Tydée, dont le souvenir est ainsi plusieurs fois évoqué dans l’Iliade, n’y paraît pas ; il est censé avoir péri bien avant que commence la guerre de Troie ; mais l’Iliade met en scène un contemporain de Tydée, Nestor. Nestor est presque inutile à l’action, car son bras, appesanti par l’âge, n’est plus d’aucun secours, et ce n’est pas son éloquence un peu diffuse, c’est celle d’Ulysse, plus nerveuse et allant plus droit au fait, qui, dans les conjonctures difficiles, entraîne et décide le conseil des rois. Pourquoi donc le poète fait-il reparaître sans cesse Nestor sur la scène et ne le mentionne-t-il jamais qu’avec honneur ? Pourquoi lui fait-il prendre sans cesse la parole, dont il abuse quelquefois ? C’est que Nestor, l’ancêtre légendaire des Néléides, de ces grandes familles qui tenaient le premier rang à Milet, à Éphèse et dans la plupart des cités ioniennes, était, quand parut l’Iliade, un personnage déjà très populaire, au moins dans une moitié de la Grèce asiatique ; il était le héros de prédilection des aèdes de l’Ionie. De même que tous les exploits dont Nestor entretient les chefs grecs datent du premier âge de sa vie, de même le personnage appartient tout entier à un cycle antérieur où a été le prendre, déjà célèbre, le poète de l’Iliade.

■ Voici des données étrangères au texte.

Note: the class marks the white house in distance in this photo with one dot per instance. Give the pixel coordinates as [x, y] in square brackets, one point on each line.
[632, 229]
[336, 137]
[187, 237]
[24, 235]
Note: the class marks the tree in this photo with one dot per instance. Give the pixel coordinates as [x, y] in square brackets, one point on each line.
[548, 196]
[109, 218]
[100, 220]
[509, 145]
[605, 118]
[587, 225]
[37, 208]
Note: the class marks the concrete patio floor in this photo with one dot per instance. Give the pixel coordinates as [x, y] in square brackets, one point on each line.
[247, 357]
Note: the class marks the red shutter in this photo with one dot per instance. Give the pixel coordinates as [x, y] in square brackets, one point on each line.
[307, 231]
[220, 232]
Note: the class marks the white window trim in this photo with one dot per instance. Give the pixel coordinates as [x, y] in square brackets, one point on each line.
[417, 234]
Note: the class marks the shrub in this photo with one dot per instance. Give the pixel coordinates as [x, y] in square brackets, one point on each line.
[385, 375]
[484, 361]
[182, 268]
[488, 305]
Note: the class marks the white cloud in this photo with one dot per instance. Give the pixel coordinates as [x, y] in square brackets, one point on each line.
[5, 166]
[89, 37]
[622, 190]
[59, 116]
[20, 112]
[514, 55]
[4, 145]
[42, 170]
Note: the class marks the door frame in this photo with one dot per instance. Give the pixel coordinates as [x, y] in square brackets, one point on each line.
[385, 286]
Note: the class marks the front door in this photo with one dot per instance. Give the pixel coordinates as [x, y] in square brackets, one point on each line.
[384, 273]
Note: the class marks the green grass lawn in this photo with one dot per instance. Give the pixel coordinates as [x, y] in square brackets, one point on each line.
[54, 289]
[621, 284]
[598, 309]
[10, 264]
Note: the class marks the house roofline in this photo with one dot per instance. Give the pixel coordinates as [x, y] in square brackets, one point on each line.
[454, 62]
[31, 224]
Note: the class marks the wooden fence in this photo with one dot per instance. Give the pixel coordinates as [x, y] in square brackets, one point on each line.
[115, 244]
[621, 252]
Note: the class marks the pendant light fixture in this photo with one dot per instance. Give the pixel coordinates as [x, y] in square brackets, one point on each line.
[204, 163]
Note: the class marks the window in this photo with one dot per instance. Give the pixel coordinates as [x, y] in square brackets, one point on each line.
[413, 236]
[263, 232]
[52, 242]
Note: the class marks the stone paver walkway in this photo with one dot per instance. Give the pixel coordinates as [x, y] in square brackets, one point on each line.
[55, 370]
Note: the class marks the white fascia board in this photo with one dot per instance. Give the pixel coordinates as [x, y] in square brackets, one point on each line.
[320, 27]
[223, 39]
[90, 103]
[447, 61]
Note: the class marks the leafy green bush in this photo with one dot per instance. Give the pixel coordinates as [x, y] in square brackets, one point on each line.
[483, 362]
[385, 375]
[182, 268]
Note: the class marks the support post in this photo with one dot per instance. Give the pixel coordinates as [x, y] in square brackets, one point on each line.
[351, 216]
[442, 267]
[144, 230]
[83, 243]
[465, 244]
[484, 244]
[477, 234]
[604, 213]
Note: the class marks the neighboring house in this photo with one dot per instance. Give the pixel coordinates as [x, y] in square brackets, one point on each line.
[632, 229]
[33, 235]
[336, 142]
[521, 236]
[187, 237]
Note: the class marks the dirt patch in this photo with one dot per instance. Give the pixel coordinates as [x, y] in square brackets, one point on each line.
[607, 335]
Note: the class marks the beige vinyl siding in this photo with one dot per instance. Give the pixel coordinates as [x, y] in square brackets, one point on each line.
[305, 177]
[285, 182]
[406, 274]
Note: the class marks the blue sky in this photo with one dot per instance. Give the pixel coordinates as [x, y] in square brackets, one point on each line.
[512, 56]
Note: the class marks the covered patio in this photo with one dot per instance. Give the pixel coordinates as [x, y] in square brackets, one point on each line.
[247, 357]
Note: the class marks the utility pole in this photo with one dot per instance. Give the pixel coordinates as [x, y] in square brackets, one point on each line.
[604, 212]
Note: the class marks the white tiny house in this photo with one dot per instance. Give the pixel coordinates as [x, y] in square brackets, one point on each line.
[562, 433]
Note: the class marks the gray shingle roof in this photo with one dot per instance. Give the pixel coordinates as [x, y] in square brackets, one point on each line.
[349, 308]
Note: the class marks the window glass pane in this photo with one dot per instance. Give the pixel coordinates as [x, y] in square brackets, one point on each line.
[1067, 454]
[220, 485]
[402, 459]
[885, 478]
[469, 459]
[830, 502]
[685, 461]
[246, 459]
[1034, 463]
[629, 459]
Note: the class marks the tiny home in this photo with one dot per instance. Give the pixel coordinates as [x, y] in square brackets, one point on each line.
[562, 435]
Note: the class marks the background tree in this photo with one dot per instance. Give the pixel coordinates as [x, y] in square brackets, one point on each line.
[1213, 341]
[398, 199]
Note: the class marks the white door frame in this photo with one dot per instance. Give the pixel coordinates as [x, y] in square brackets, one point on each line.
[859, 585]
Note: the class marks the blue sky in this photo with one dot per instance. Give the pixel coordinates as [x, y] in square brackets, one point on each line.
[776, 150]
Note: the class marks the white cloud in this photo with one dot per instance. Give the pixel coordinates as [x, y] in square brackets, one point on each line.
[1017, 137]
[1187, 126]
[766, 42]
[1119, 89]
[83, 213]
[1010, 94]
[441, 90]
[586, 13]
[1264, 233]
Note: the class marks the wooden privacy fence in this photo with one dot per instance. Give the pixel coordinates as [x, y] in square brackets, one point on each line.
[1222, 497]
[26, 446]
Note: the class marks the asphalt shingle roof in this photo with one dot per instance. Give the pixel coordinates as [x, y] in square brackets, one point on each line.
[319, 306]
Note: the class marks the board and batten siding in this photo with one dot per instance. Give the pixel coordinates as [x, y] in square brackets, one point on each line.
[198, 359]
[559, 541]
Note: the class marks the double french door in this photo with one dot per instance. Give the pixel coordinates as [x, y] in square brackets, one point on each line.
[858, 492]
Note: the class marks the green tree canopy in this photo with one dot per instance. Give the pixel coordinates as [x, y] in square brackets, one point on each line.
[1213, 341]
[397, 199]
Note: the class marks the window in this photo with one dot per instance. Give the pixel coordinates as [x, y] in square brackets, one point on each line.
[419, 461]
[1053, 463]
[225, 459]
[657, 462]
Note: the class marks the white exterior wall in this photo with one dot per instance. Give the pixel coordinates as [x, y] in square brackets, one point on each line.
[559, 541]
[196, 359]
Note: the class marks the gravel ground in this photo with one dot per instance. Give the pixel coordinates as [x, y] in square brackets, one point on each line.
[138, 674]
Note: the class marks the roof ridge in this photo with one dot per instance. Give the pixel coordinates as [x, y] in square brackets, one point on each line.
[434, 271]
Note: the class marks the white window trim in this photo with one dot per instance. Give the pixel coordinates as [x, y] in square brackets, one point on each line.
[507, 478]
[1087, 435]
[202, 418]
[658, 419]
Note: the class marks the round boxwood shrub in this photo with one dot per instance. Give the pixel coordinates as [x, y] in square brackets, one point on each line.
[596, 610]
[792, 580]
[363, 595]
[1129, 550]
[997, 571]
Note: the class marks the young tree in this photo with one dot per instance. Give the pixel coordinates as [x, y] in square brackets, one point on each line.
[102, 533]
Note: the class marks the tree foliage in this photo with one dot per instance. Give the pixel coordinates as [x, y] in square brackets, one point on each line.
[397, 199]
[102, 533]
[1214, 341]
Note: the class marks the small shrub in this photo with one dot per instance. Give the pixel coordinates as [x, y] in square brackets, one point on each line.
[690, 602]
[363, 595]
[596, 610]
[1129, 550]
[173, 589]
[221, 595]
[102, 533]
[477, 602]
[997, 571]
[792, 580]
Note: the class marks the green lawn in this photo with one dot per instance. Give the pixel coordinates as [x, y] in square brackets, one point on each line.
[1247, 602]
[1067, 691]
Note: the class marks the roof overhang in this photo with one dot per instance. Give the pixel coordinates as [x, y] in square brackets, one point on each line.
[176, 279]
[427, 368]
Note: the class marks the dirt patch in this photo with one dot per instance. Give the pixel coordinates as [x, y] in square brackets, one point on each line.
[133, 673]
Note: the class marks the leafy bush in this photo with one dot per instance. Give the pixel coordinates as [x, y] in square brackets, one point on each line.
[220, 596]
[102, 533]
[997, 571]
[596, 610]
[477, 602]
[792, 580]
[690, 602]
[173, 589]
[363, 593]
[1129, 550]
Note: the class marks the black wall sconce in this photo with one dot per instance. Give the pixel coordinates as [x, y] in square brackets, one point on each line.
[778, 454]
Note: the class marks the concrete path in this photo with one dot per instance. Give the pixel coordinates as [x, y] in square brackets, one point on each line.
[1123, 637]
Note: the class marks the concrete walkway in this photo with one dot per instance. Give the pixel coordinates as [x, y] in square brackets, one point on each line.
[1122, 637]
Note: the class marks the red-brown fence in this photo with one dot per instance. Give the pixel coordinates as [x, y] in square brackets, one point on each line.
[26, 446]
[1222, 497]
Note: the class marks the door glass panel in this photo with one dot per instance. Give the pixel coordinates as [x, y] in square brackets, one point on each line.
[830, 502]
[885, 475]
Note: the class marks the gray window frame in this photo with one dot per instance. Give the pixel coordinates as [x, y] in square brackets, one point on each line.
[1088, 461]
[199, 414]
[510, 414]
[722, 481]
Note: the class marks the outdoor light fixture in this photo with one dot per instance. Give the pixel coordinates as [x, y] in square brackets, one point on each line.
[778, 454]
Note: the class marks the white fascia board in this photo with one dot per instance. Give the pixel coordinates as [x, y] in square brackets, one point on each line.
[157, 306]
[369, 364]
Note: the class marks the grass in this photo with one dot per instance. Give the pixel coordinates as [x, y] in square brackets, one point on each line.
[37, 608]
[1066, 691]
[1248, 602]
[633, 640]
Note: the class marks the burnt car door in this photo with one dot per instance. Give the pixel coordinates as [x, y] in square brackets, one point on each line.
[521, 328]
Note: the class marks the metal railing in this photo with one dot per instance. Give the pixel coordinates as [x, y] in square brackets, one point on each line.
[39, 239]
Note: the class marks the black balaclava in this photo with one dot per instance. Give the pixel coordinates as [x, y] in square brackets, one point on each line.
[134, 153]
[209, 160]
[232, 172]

« Le vieux cavalier Pelée, l’excellent conseiller et harangueur des Myrmidons, » est comme une autre épreuve, moins nette de contour, du type de Nestor. Comme celui-ci, il est encore vivant au moment où son fils combat devant Troie ; mais, tandis que Nestor est venu voir Antiloque faire ses premières armes en champ clos, Pelée est resté en Thessalie, où, triste et seul, il attend celui qui ne doit pas revenir, et ce trait ajoute quelque chose au tragique de la destinée d’Achille. Il est cependant fait bien souvent allusion, dans l’Iliade, aux aventures de Pelée, à cette lutte étrange qui fit entrer l’époux mortel dans la couche d’une déesse, à ces noces auxquelles assista tout l’Olympe ; on devine que Pelée, lui aussi, a dû avoir, chez les Éoliens, sa geste, qui précéda peut-être celle d’Achille, qui en fut comme la préface. La légende de Pelée, telle que la raconte Apollodore, est le sec résumé d’une Péléide perdue. Il serait aisé de signaler, dans l’Iliade et dans l’Odyssée, bien d’autres exemples de ces personnages que le poète mentionne au passage sans rien expliquer ; maints épisodes qui supposent une action assez complexe,

  1. Iliade, V, 801-809. La Dolonie, petite composition qui fut d’abord étrangère à l’Iliade et ne s’y agrégea qu’assez tard, fait aussi allusion à cette prouesse de Tydée. Ce devait être là une des parties les plus goûtées de la geste de Tydée.